# my pigeon likes my friend more than me



## dragon lady (Sep 14, 2010)

Hi,I adopted my 8 month old pigeon last July & I think he likes my friend more than me.I've been working with this bird to tame him & recently he tried mating with my friend's hand.He'll still let me hold him.What should I do to keep the bird liking me?Any help would be appreciated,thank you.


----------



## Jaye (Mar 13, 2008)

What kind of pigeon ? Can you describe what he was doing that makes you think he was trying to 'mate' ?

Does he dislike you ? Or just prefer your friend ?


----------



## drifter (Oct 7, 2009)

Might be the color of clothes that you wear is spooking him. If I wear solid color shirts my birds seem more at ease. If if wear shirts with vertical stripes they seem to be a little more restless and don't seem to recognize me. I usually wear restful colors like light blues,greens, etc. It's the striped ones that seem to make them suspicious. This is just a shot in the dark but you never know what a bird is thinking.


----------



## Reti (Jul 20, 2003)

grifter said:


> Might be the color of clothes that you wear is spooking him. If I wear solid color shirts my birds seem more at ease. If if wear shirts with vertical stripes they seem to be a little more restless and don't seem to recognize me. I usually wear restful colors like light blues,greens, etc. It's the striped ones that seem to make them suspicious. This is just a shot in the dark but you never know what a bird is thinking.

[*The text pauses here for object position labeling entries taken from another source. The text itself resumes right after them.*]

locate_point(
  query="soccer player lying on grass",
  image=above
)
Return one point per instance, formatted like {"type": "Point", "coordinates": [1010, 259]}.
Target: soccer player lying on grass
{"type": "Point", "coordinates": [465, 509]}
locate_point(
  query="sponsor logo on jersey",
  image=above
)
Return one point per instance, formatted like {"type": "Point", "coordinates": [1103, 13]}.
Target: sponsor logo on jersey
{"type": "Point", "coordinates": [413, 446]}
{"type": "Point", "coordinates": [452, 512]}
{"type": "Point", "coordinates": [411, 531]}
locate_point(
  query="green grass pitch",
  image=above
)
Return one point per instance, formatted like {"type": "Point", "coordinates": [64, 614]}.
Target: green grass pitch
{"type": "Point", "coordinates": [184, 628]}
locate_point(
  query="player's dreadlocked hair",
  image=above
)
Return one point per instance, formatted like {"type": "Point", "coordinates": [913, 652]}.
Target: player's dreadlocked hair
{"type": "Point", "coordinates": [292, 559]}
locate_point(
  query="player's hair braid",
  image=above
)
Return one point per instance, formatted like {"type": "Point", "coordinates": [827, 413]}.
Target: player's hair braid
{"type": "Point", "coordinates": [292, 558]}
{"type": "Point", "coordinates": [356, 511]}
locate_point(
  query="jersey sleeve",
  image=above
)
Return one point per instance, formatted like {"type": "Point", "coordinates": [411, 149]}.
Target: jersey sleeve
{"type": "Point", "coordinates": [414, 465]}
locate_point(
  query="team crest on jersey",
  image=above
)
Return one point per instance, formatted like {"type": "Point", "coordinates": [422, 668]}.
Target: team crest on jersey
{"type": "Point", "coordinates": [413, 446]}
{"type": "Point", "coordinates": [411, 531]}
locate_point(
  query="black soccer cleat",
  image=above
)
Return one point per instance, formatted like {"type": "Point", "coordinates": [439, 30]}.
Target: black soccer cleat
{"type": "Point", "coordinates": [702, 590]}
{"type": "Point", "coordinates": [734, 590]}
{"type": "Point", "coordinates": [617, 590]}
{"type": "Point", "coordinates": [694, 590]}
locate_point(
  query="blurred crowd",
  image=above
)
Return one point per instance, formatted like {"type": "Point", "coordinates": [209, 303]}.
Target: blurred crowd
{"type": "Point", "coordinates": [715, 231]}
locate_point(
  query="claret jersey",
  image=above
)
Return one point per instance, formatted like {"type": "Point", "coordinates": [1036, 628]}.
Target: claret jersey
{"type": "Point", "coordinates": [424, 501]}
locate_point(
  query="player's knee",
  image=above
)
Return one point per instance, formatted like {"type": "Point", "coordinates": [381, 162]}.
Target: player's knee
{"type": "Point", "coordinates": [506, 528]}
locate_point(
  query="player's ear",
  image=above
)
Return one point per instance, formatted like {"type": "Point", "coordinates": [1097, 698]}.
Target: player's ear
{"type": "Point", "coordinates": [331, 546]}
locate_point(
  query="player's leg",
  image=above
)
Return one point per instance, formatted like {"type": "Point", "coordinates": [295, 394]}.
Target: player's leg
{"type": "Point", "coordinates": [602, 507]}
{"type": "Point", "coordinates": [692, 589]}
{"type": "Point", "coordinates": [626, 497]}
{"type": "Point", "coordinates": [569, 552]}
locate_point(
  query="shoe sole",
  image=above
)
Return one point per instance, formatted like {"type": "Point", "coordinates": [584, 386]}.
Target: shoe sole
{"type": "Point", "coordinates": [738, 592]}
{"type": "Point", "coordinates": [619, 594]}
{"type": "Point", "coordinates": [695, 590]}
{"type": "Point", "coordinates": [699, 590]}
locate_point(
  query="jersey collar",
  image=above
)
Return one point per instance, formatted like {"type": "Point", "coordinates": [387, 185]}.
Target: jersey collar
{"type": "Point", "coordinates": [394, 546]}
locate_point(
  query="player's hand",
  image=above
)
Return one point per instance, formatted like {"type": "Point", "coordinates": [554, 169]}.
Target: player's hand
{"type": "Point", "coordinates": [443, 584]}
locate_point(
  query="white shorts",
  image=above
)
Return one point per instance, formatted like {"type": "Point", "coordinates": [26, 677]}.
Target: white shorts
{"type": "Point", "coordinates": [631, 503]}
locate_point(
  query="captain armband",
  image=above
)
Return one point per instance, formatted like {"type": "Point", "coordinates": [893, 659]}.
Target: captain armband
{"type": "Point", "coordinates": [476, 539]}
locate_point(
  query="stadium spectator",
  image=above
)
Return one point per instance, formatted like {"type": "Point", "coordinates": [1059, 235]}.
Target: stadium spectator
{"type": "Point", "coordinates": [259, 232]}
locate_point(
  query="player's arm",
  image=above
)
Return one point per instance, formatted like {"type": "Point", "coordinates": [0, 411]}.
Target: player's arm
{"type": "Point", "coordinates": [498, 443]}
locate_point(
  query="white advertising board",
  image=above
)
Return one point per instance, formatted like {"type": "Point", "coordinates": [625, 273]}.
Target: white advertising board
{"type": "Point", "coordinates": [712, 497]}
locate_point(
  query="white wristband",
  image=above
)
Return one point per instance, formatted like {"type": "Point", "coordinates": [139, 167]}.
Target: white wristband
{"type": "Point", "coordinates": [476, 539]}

I haven't noticed that with my pigeons but my doves go crazy when I wear orange or red and my cockatiel goes into panick when I wear striped clothes.

Reti


----------



## dragon lady (Sep 14, 2010)

*pigeon likes my friend more than me*

My pigeon is West of England tumbler mix.He has foot feathers.He was rubbing vent on my friends hand.He still lets me hold him sometimes,so I think he might like me a little but I think prefers my friend hope this helps Jaye,thank you.I don't think it's the color of clothes I'm wearing because I've never seen him react badly to what I'm wearing.Thank you grifter & Reti.


----------



## spirit wings (Mar 29, 2008)

have you thought about getting him/her a pigeon mate?


----------



## dragon lady (Sep 14, 2010)

Hi spirit wings.I actually am thinking on getting him a mate.


----------



## spirit wings (Mar 29, 2008)

dragon lady said:


> Hi spirit wings.I actually am thinking on getting him a mate.


good, he needs one.


----------



## Libis (Oct 8, 2010)

Sometimes birds pick their people. 

I know a rose cockatoo who only likes 3 people out of the 10 or 15 who care for him (he's a zoo bird.) He will only let those three people work with him or pet him without biting (and biting hard!) I was lucky when I interned there because he took a shine to me and would ask me to scratch his head, but the day my mom visited he did not like her. Mom is usually better with birds than I am, she even raised her own cockatiel by hand years ago, so it was odd to see him dislike her so completely. 

I have also noticed that my male ringneck dove, Edmund is much more partial to my boyfriend than he is to me. He "happy dances" with his feet more for my boyfriend, and actually regurgitated for him once--making very earnest efforts to share.


----------